Sete di Amélie Nothomb
Sete di Amélie Nothomb

Avete mai letto un romanzo di Amèlie Nothomb?

Nata a Kobe in Giappone nel 1967 e figlia di genitori diplomatici, questa donna, che ora vive tra Bruxelles e Parigi, è diventata una scrittrice di culto in Francia e nel panorama letterario europeo. Ha vinto numerosi premi tra i quali il “Grand Prix du roman” de l’Académie Françese.

Una figura femminile, a mio avviso, da conoscere e da approfondire.

Recentemente ho letto il suo ultimo romanzo “Sete” edito da Voland e tradotto da Isabella Mattazzi e ne sono rimasta piacevolmente colpita.

Si tratta di un racconto, come ha ben scritto Daria Galateria su Robinson, “ridente ed irriverente” che descrive l’ultima notte di Gesù in cella, profondamente afflitto per quel che gli sta per succedere.
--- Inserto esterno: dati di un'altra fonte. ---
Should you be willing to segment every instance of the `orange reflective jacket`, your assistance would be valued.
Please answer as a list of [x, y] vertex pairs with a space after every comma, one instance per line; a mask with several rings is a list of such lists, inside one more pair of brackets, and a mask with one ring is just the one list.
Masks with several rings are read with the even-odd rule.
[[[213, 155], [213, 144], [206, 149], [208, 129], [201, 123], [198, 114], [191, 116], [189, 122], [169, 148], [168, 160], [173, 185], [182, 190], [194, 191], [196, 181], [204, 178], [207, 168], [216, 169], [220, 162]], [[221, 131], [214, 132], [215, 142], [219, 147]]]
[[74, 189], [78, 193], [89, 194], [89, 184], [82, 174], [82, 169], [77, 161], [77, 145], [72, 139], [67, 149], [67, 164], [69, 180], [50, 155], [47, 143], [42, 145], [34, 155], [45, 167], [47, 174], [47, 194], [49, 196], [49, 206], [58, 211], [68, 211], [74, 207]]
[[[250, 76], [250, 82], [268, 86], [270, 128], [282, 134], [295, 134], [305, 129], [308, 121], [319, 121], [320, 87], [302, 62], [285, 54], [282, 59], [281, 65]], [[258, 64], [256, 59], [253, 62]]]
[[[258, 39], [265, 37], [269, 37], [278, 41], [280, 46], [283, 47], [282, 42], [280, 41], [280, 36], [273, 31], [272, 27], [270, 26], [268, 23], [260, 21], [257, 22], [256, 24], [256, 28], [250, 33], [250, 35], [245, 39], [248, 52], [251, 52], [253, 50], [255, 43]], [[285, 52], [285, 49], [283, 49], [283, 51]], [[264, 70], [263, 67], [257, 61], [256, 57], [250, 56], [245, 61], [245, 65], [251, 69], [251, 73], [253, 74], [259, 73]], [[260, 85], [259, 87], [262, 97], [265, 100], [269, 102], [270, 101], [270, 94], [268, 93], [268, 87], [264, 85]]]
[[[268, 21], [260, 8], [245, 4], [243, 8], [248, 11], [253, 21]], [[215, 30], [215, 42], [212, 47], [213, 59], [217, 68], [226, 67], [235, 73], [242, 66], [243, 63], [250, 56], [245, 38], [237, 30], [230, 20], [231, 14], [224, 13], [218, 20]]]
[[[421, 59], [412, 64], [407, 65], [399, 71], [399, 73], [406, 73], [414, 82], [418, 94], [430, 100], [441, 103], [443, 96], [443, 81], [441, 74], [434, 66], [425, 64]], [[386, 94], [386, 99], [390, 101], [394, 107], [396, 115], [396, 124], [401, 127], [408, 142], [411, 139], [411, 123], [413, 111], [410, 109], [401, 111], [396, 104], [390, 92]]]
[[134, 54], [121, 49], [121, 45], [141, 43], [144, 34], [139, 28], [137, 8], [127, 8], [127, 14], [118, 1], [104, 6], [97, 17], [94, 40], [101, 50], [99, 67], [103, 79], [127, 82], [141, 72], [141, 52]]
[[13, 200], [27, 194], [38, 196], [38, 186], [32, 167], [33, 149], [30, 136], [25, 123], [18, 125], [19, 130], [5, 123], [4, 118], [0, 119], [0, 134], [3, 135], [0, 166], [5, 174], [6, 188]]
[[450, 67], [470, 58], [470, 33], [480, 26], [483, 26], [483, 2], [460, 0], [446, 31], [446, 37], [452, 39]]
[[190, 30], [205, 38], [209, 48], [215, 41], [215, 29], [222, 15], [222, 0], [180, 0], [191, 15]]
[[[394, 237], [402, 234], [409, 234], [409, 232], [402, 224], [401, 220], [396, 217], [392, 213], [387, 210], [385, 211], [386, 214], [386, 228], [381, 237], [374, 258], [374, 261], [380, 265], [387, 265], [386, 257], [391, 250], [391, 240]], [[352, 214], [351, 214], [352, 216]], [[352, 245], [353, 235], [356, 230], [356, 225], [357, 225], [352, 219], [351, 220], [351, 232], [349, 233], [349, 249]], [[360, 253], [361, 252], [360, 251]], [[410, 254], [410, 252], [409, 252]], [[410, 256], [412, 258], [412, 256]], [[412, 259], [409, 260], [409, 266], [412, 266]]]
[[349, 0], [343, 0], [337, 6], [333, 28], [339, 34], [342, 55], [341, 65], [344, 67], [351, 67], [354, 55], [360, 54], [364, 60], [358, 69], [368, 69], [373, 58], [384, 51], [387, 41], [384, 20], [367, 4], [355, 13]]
Gesù che sta per essere crocifisso, ci viene descritto in tutta la sua umanità mostrando anche i suoi dubbi e le sue paure. Il Figlio di Dio parla in prima persona e mette a nudo il suo cuore, i suoi sentimenti.

La sete del titolo diventa un elemento chiave in questa sua confessione e ci mostra il suo lato umano. La sua decisione di non bere è legata al tentativo di trovare un modo per cercare di non pensare al dolore fisico che proverà nel momento in cui sarà messo in croce.

“La sete che mi ero conservato come arma segreta, si riaffaccia in me. È stata un’idea eccellente. Il tormento estremo alla gola mi permette di uscire dall’orrore del corpo straziato, il mio stato di arsura porterà in sé una salvezza concreta.”

In “Sete”, la Nothomb tratta ancora una volta un tema delicato e lo fa con grazia e abilità e regalandoci un’interpretazione personale del Nuovo Testamento. Gesù non si vergogna dei suoi limiti e ci racconta di sé sulla soglia della propria morte con una preghiera urlata come tributo alla vita e alla fragilità dell’essere umano.